No, they’re not based on voluntary compliance, unless you stretch the word “voluntary.” They’re based on fear. And the Wisconsin paragraph at the top makes the point that it’s not. When did Wisconsinites head to bars? When they opened. And why did they open? Because the Supreme Court struck down the lockdown order. The vast majority of them were not open before. (Nothing in this post is meant to imply that it’s a good idea to mill in close quarters in bars. I would be nervous about doing so.)
Boehm is absolutely right that mass civil disobedience would badly undercut the lockdown orders, making it hard to enforce. But that doesn’t mean that everyone would engage in civil disobedience. A large number of people would not.
I talked to a woman, a hairdresser who owns her own business, who was at the first anti-lockdown demonstration I helped organize. I offered to give her a few hundred dollars and she accepted. Along the way, though, I asked her if she thought she couldn’t get her most loyal customers to come in, ignore the order, and practice social distancing. She wouldn’t be comfortable doing it, she said. She didn’t want to be a law breaker. Maybe Eric Boehm would say that she’s voluntarily complying. I don’t think of it that way. She’s looking at the law and getting somewhat afraid to break the law.
I talked to another hairdresser who opened for a day until the cops came around. That was enough to scare her for a few days. I don’t know if she tried again.

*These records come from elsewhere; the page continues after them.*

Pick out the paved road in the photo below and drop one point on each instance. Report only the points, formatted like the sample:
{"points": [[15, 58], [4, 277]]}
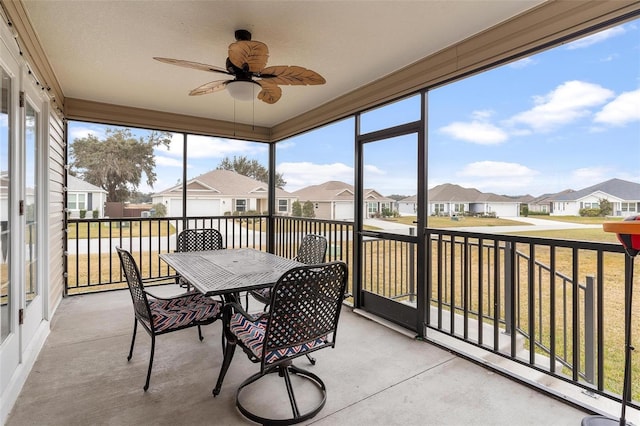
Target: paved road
{"points": [[534, 224], [165, 244]]}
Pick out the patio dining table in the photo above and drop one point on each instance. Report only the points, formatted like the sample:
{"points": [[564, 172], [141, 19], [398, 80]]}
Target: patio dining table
{"points": [[230, 271]]}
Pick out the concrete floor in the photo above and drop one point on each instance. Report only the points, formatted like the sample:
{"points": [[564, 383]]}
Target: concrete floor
{"points": [[374, 376]]}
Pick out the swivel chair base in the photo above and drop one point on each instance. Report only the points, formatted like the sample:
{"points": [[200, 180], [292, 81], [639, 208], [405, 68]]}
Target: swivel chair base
{"points": [[284, 371]]}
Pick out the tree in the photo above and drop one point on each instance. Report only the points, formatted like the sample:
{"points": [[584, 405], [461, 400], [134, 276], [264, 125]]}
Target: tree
{"points": [[251, 168], [116, 164], [308, 210], [296, 209]]}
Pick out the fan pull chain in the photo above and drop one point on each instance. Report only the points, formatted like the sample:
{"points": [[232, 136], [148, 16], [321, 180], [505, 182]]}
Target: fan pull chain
{"points": [[234, 118]]}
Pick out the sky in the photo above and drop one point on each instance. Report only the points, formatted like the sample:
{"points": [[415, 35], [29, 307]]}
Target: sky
{"points": [[566, 118]]}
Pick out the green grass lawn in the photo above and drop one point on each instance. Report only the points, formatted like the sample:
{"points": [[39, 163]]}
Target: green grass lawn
{"points": [[579, 219], [595, 234]]}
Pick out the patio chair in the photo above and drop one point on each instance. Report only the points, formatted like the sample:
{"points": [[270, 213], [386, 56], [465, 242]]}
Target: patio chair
{"points": [[198, 240], [164, 315], [302, 318], [312, 251]]}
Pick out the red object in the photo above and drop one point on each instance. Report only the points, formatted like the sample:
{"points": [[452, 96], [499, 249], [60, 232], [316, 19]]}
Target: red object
{"points": [[631, 242]]}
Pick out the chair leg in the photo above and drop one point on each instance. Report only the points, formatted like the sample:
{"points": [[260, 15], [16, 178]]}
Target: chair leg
{"points": [[284, 371], [200, 334], [229, 350], [153, 347], [133, 338]]}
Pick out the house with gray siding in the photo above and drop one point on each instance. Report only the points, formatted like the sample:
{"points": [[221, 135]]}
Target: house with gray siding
{"points": [[623, 195]]}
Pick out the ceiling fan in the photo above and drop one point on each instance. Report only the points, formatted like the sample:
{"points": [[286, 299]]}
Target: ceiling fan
{"points": [[247, 63]]}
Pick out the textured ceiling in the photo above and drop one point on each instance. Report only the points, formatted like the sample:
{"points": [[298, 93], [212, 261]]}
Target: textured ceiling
{"points": [[102, 50]]}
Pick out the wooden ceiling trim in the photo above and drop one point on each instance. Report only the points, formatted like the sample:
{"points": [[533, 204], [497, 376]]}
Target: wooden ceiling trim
{"points": [[83, 110], [535, 29]]}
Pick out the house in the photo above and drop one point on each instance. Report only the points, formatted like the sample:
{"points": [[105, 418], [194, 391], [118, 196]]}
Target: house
{"points": [[62, 62], [221, 192], [449, 199], [408, 206], [82, 195], [623, 195], [333, 200]]}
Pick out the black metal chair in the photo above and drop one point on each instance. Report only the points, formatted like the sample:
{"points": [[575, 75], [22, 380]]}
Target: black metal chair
{"points": [[163, 315], [198, 240], [312, 251], [302, 318]]}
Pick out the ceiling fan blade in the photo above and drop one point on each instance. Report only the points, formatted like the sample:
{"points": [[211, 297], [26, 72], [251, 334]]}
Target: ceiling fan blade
{"points": [[292, 75], [194, 65], [252, 53], [270, 92], [213, 86]]}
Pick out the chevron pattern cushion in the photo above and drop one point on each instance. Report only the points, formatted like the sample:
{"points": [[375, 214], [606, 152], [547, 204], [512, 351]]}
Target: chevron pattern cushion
{"points": [[183, 310], [251, 334]]}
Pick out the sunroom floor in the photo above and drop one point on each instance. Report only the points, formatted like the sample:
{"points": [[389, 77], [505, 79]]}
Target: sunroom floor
{"points": [[374, 376]]}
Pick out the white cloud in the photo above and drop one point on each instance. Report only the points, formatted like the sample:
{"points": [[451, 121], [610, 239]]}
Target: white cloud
{"points": [[590, 174], [496, 169], [596, 38], [286, 145], [622, 110], [79, 132], [563, 105], [211, 147], [476, 131], [302, 174]]}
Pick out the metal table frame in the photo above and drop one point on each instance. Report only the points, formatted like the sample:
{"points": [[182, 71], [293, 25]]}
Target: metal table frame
{"points": [[230, 271]]}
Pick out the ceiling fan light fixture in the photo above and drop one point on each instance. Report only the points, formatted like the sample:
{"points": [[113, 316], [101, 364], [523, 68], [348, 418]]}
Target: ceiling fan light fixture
{"points": [[242, 90]]}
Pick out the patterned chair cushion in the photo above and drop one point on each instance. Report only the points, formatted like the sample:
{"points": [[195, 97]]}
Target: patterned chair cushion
{"points": [[169, 314], [251, 334]]}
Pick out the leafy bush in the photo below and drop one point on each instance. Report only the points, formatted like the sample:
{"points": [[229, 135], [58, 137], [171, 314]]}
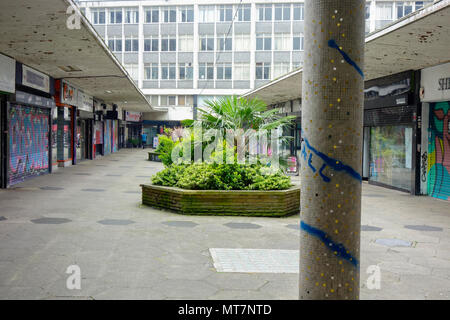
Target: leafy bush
{"points": [[213, 176], [165, 146]]}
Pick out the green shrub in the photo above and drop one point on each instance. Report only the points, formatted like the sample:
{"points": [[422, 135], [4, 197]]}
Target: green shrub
{"points": [[204, 176], [165, 147]]}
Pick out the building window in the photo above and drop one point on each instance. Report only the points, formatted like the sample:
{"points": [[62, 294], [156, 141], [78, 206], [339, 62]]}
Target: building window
{"points": [[241, 71], [98, 16], [223, 71], [384, 14], [263, 42], [280, 69], [282, 12], [152, 15], [205, 71], [186, 14], [115, 44], [283, 41], [131, 16], [404, 8], [298, 42], [244, 12], [169, 14], [186, 71], [168, 44], [264, 12], [168, 71], [207, 43], [263, 71], [115, 16], [225, 13], [241, 42], [151, 71], [151, 44], [299, 12], [186, 43], [206, 13], [131, 44], [133, 70], [224, 43]]}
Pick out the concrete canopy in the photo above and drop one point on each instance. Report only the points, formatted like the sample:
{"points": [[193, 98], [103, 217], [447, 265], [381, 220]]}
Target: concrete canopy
{"points": [[36, 34], [419, 40]]}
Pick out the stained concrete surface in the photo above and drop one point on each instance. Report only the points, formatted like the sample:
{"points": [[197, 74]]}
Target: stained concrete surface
{"points": [[154, 259]]}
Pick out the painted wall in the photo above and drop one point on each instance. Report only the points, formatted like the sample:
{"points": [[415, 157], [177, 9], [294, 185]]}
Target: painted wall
{"points": [[28, 143], [438, 170]]}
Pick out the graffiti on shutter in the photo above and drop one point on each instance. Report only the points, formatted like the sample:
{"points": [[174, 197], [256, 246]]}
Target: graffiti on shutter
{"points": [[28, 142], [439, 151]]}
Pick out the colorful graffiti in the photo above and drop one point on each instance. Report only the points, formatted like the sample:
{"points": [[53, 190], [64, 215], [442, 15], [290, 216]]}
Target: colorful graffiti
{"points": [[28, 142], [115, 136], [439, 151], [107, 137]]}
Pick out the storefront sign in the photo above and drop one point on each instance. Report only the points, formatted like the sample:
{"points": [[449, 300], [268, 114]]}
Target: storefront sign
{"points": [[133, 116], [32, 99], [86, 102], [435, 82], [35, 79], [69, 94], [7, 74]]}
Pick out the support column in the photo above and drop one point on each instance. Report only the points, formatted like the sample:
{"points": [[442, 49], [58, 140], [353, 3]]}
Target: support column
{"points": [[331, 157]]}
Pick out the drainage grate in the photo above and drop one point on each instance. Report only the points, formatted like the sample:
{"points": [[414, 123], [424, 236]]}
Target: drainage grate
{"points": [[115, 222], [237, 225], [93, 190], [423, 228], [50, 220], [51, 188], [394, 242], [255, 260], [181, 224], [370, 228]]}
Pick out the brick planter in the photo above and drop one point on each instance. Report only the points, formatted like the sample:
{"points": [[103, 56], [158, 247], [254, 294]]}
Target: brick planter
{"points": [[276, 203]]}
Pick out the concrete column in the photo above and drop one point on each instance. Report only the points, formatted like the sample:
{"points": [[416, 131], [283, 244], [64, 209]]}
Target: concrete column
{"points": [[332, 118]]}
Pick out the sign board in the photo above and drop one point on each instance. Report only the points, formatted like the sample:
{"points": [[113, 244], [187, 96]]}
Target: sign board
{"points": [[133, 116], [85, 102], [435, 82], [7, 74], [69, 94], [35, 79]]}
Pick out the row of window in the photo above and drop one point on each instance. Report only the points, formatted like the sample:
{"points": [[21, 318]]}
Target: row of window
{"points": [[165, 100], [210, 13], [209, 71], [281, 42]]}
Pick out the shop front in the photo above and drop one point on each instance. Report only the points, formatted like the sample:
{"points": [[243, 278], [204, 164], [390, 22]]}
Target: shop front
{"points": [[389, 132], [435, 153], [26, 127]]}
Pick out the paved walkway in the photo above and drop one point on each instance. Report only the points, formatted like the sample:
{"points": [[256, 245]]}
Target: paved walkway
{"points": [[90, 215]]}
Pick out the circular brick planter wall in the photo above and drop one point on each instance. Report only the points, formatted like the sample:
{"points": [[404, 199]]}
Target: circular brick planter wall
{"points": [[274, 203]]}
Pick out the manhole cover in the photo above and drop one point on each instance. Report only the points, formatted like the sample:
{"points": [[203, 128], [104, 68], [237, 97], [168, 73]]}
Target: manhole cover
{"points": [[182, 224], [238, 225], [51, 188], [423, 228], [51, 220], [93, 190], [115, 222], [370, 228], [394, 242]]}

In April, my own hairdresser canceled my late April haircut and rescheduled for mid-May. In early May, we talked on the phone about how we would proceed. I would wear a mask and so she would she. While washing my hair at the start, she would have me hold the mask on with my hands. We agreed. The point is that she was ready and I was ready to take reasonable risks.
But a few days after that, our local health official extended the local lockdown through May. She then called to propose a date in June. This time I asked her if she would be willing to open up for me. She wasn’t. She said she feared losing her license.
I wondered how general this was in my town of Pacific Grove. So I called the head of the local Chamber of Commerce, whom I’ve gotten to know over the years when I give speeches to the local Rotary Club. I asked him if he knew many businesses that were willing to open despite the lockdown. He told me he had talked to many and that they would open if it were legal but were very afraid to do so while the lockdown order is in place.
The bottom line: The fact that you observe lots of people breaking the law doesn’t mean there aren’t an even greater number of people who are afraid of breaking the law or who don’t want to see themselves as lawbreakers. The lockdowns are having real effects.